The home page displays your recent activity organized by:

  • Viewed: Recently accessed dashboards and charts
  • Edited: Items you have recently modified
  • Created: Your recently created content

This provides quick access to your most frequently used visualizations.

SQL Lab#

SQL Lab is an interactive SQL query interface for exploring your feature data.

Opening SQL Lab#

  1. Click SQL Lab in the top navigation
  2. Select your database from the Database dropdown
  3. Select your project's Feature Store schema from the Schema dropdown
SQL Lab interface
SQL Lab for running queries

Running Queries#

To execute a query:

  1. Type your SQL query in the editor
  2. Click Run or press Ctrl+Enter (Windows/Linux) or Cmd+Enter (Mac)
  3. View results in the Results tab below the editor
  4. Check the Query History tab to see previous queries

Best Practices for SQL Lab#

  • Limit result sets: Use LIMIT clauses to avoid retrieving excessive data
  • Test queries incrementally: Start with small queries and build up complexity
  • Save important queries: Use the save feature for queries you'll reuse
  • Use proper formatting: Format SQL for readability and maintainability

Creating Datasets#

Datasets define the data sources for your charts and dashboards. They typically map to Feature Groups in your Hopsworks project.

Adding a Dataset#

  1. Navigate to Datasets
  2. Click + Dataset in the top right
  3. Select your database (e.g., Trino__<project_name>__<username>_superset)
  4. Select your schema (your project's Feature Store schema)
  5. Select the table (your Feature Group or Feature View)
  6. Click Create Dataset and Create Chart

Using Different Table Formats

If your Feature Store tables use a specific table format (Delta, Iceberg, or Hudi) and the Trino default catalog is not configured to match that format, you need to specify the catalog explicitly in your query.

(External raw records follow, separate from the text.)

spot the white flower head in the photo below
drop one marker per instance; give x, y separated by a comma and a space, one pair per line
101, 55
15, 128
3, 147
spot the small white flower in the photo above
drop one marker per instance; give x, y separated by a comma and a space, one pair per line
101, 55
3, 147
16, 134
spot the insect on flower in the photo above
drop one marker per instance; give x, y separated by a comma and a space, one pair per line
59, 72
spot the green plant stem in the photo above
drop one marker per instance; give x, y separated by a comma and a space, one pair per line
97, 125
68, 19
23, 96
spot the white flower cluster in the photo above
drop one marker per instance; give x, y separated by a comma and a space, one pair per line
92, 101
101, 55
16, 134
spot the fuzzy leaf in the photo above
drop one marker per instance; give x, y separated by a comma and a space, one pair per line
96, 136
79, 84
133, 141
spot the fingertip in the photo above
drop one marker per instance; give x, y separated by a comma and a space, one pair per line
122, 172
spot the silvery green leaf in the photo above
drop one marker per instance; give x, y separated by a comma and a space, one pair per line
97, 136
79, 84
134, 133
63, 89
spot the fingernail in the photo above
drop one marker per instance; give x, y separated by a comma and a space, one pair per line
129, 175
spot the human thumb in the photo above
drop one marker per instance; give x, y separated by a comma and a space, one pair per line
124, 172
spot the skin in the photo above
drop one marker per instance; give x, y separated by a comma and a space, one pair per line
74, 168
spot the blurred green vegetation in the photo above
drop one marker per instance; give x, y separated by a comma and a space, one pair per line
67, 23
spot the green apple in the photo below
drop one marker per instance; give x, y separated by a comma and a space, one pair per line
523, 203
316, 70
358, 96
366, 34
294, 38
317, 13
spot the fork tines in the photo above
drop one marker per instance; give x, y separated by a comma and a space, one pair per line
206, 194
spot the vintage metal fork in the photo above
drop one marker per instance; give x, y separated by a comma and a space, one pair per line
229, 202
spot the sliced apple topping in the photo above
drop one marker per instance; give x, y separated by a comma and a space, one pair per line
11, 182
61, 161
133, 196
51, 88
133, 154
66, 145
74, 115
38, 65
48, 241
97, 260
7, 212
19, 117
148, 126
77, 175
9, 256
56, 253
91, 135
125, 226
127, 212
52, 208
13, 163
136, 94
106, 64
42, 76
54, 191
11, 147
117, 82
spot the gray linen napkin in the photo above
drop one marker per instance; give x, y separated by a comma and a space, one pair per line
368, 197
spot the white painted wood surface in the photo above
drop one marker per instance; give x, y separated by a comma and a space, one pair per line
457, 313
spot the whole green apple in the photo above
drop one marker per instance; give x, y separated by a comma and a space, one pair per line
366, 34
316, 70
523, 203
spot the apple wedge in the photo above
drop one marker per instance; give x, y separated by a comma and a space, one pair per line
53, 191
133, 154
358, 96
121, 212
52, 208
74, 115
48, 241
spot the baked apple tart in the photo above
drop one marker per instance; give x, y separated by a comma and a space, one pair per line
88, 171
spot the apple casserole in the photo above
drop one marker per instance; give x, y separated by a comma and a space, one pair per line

Click Create dataset from SQL query and specify the catalog name matching your table format:

  • For Delta format: SELECT * FROM delta.<project_name>_featurestore.<table_name>
  • For Iceberg format: SELECT * FROM iceberg.<project_name>_featurestore.<table_name>
  • For Hudi format: SELECT * FROM hudi.<project_name>_featurestore.<table_name>

If you're unsure which format your tables use or what the default catalog is set to, contact your Hopsworks administrator.

Creating Charts#

Charts are individual visualization components that can be added to dashboards.

Creating a New Chart#

  1. Navigate to Charts
  2. Click + Chart
  3. Select a dataset
  4. Choose a visualization type (e.g., Bar Chart, Line Chart, Pie Chart, Table)
  5. Click Create new chart

Configuring Charts#

The chart editor provides:

  • Data tab: Configure metrics, dimensions, and filters
  • Customize tab: Adjust colors, labels, and styling
  • Preview: Real-time preview of your chart
  • Save: Save the chart for use in dashboards

Creating Dashboards#

Dashboards combine multiple charts into interactive visualization reports.

Creating a New Dashboard#

  1. Navigate to Dashboards
  2. Click + Dashboard
  3. Enter a dashboard name
  4. Click Save

Adding Charts to Dashboards#

  1. Open your dashboard in edit mode
  2. Click Edit dashboard
  3. Drag and drop charts from the chart list onto the dashboard
  4. Resize and arrange charts as needed
  5. Click Save to publish the dashboard

Sharing and Collaboration#

Sharing Dashboards#

By default, dashboards are only accessible to the owner of the dashboard. To share a dashboard with other users, you need to explicitly grant access by adding them as owners or granting role-based access.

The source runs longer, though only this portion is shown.